La ministra de Transición Ecológica, Teresa Ribera, ha anunciado este martes que el Gobierno central iniciará las actuaciones para devolver a la legalidad el paseo marítimo de Marbella, construido al margen de la ley por el Ayuntamiento en 1992, entonces gestionado por el GIL.

La ministra ha señalado en una respuesta a una interpelación que le he dirigido la alcaldesa y senadora, Ángeles Muñoz, en la Cámara Alta sobre los proyectos de estabilización del litoral que el Gobierno central actuará de forma subsidiaria -la Administración central impulsará las obras y después trasladará el coste al Ayuntamiento- tras constatar que el Consistorio ha evitado actuar para recuperar la legalidad de uno de los emplazamientos más transitados del municipio. La actuación servirá para cumplir con una sanción de la década de los noventa contra el Ayuntamiento por la construcción ilegal.

«Después de todo este tiempo y sin haber acometido esa remodelación para recuperar la legalidad de ese espacio, lo haremos nosotros», ha señalado la ministra, que ha apelado a la «voluntad» de Muñoz para colaborar en las actuaciones.

«No hay nada mejor que cumplir las normas y velar por el interés general de cara a satisfacer los intereses de los vecinos.

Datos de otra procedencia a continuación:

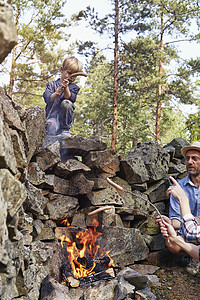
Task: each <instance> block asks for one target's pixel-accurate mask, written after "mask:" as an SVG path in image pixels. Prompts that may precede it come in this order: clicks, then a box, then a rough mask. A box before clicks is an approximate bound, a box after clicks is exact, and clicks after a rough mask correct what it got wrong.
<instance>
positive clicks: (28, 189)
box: [25, 182, 48, 216]
mask: <svg viewBox="0 0 200 300" xmlns="http://www.w3.org/2000/svg"><path fill="white" fill-rule="evenodd" d="M26 189H27V194H28V197H27V199H26V202H25V207H26V210H27V211H30V212H32V213H33V214H34V215H35V216H39V215H40V214H41V215H43V214H44V208H45V206H46V203H47V202H48V198H45V197H44V196H43V193H42V190H41V189H38V188H36V187H34V186H33V185H32V184H31V183H30V182H26Z"/></svg>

Es una buena actuación porque resolveremos un problema que lleva más de 30 años desde su construcción ilegal y que sigue coleando. Nos interesa trabajar juntas desde la legalidad», ha apuntado Ribera, que ha acusado a Muñoz de «querer olvidar» la sanción a la que tiene que hacer frente el Consistorio. La ministra ha apuntado que las actuaciones para devolver el paseo marítimo a la legalidad podría comenzar en verano.

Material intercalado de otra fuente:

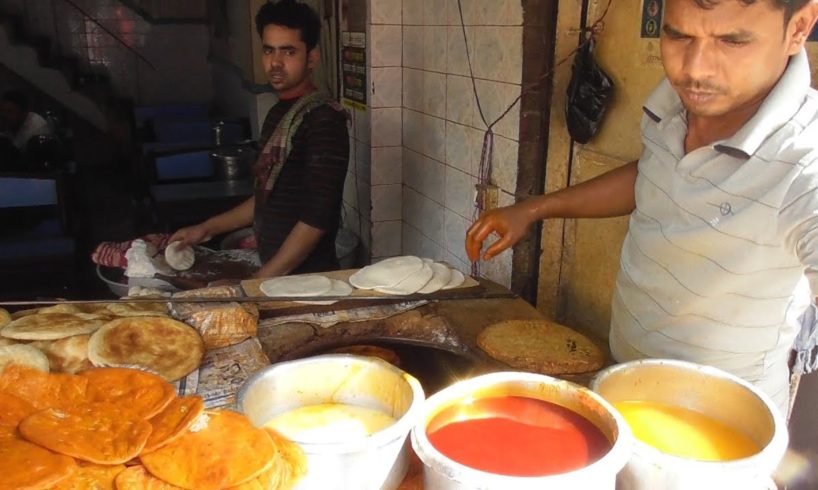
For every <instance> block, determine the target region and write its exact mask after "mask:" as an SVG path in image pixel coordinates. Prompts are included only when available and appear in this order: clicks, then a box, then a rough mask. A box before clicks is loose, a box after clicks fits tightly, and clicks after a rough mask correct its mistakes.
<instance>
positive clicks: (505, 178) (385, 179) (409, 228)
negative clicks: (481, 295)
mask: <svg viewBox="0 0 818 490" xmlns="http://www.w3.org/2000/svg"><path fill="white" fill-rule="evenodd" d="M461 5H462V9H463V20H464V23H465V25H466V35H467V39H468V45H469V54H470V56H471V66H472V70H473V73H474V77H475V85H476V91H477V96H478V97H479V100H480V103H481V105H482V108H483V114H484V115H485V118H486V120H487V121H488V122H489V123H491V122H492V121H494V119H496V118H497V117H498V116H499V115H500V114H501V113H502V112H503V111H504V110H505V109H506V108H507V107H508V106H509V105H510V104H511V103H512V102H513V101H514V100H515V98H516V97H517V96H518V95H519V94H520V80H521V74H522V34H523V28H522V21H523V18H522V17H523V12H522V6H521V3H520V1H519V0H462V1H461ZM460 24H461V23H460V13H459V10H458V3H457V1H456V0H403V1H401V0H371V5H370V36H369V42H370V49H369V52H370V64H371V81H372V91H373V93H372V101H371V109H370V112H371V128H372V130H371V131H372V133H371V136H372V137H371V145H372V148H371V176H372V181H371V184H372V191H371V202H372V225H373V228H372V257H373V258H379V257H383V256H389V255H397V254H399V253H404V254H415V255H420V256H424V257H431V258H434V259H438V260H446V261H447V262H449V263H451V264H452V265H455V266H456V267H458V268H460V269H461V270H463V271H464V272H467V271H469V268H470V265H469V263H468V259H467V257H466V254H465V251H464V246H463V245H464V241H465V232H466V230H467V229H468V227H469V225H470V223H471V221H472V215H473V203H474V195H475V184H476V183H477V177H476V176H477V173H478V166H479V160H480V154H481V148H482V143H483V134H484V131H485V128H486V126H485V124H484V123H483V120H482V118H481V116H480V112H479V110H478V109H477V103H476V99H475V96H474V89H473V87H472V81H471V79H470V78H469V62H468V59H467V55H466V44H465V42H464V39H463V31H462V29H461V27H460ZM518 121H519V103H518V104H516V105H515V106H514V108H513V109H512V110H511V111H510V112H509V113H508V114H507V115H506V116H505V117H504V118H503V119H502V120H500V122H499V123H498V124H497V125H495V128H494V129H495V133H496V136H495V138H494V158H493V169H492V175H491V180H492V181H493V182H494V183H495V184H497V185H498V186H500V188H501V191H502V192H501V195H500V204H501V205H508V204H511V203H513V192H514V189H515V187H516V177H517V175H516V173H517V149H518V144H517V140H518V138H519V122H518ZM398 127H400V131H399V132H398V130H397V128H398ZM401 192H402V198H399V197H398V196H399V195H400V194H399V193H401ZM398 234H400V239H398ZM482 272H483V275H485V276H486V277H489V278H491V279H493V280H496V281H498V282H500V283H502V284H505V285H508V284H510V278H511V253H510V252H506V253H504V254H502V255H501V256H499V257H497V258H495V259H494V260H492V261H490V262H487V263H483V264H482Z"/></svg>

La alcaldesa ha asegurado que la gestión del GIL «es pasado». «¿Cómo va a decir usted que, para regenerar la playa, echará abajo el paseo marítimo? Eso es no entender», ha indicado la alcaldesa, que ha criticado al asesor que ha preparado la intervención de la ministra y del que la regidora ha señalado «que no tiene ni idea de lo que es Marbella». 

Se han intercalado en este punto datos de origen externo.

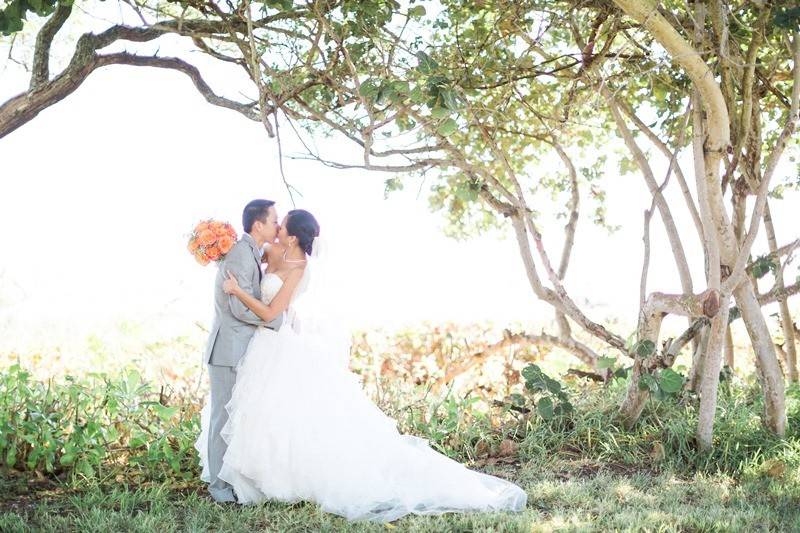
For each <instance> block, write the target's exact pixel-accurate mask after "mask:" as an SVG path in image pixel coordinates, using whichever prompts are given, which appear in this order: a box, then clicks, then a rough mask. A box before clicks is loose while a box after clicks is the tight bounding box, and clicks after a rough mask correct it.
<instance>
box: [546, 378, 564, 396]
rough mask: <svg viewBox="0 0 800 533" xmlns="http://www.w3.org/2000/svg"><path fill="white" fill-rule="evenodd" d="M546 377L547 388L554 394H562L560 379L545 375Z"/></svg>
mask: <svg viewBox="0 0 800 533" xmlns="http://www.w3.org/2000/svg"><path fill="white" fill-rule="evenodd" d="M544 378H545V383H547V390H548V391H549V392H551V393H552V394H555V395H560V394H561V383H559V382H558V381H556V380H554V379H553V378H551V377H549V376H545V377H544Z"/></svg>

«Los que me preparan notas velan por la legalidad y tienen memoria, algo que es muy importante para velar por el interés general», ha respondido la ministra.

El Ayuntamiento empezó a construir el Paseo Marítimo en el verano de 1992 careciendo de autorizaciones, por lo que en septiembre de aquel año se abrió un expediente sancionador contra el Consistorio.

El expediente se resolvió al año siguiente con una multa al Ayuntamiento de 1,2 millones de euros además de la obligación de tener que restituir la legalidad alterada con las actuaciones.

La multa pasó a apremió en diciembre de 1998 después de que el Tribunal Supremo confirmara la resolución sancionadora dictada por el Consejo de Ministros.